UT Dallas Professor offers different entrepreneurial opportunities perspective

A UT Dallas professor has offered an alternative view on entrepreneurship opportunities.
A UT Dallas professor has offered an alternative view on entrepreneurship opportunities. | shutterstock
When discussing entrepreneurial opportunities, researchers disagree on whether or not the opportunities are already out there waiting to be discovered, or created by the entrepreneur instead. 

A new study conducted by Dr. Eric Tsang, professor of global strategy in the Naveen Jindal School of Management at the University of Texas at Dallas, has expressed the possibility that there is a third option in this argument.
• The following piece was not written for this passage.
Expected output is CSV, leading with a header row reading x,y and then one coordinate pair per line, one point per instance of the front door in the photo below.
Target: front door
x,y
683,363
“We argue that entrepreneurial opportunities do not really exist objectively like a piece of lost luggage, as proposed by the discovery approach,” Tsang said. “Our argument is that an entrepreneurial opportunity is more like an apple seed. That seed has the potential to grow into an apple tree (i.e., the potential is actualized), but it’s not guaranteed. That potential objectively exists.”

Tsang recently had his paper, which lays out how philosophy can solve practical problems, published by the Academy of Management Review.

“We are proposing that an entrepreneurial opportunity exists objectively, but that does not guarantee that if you identify it and try to exploit it, you’ll turn the opportunity into profits,” Tsang said. “You have to do it right -- and often you have to put in the creative effort to make your product innovative.”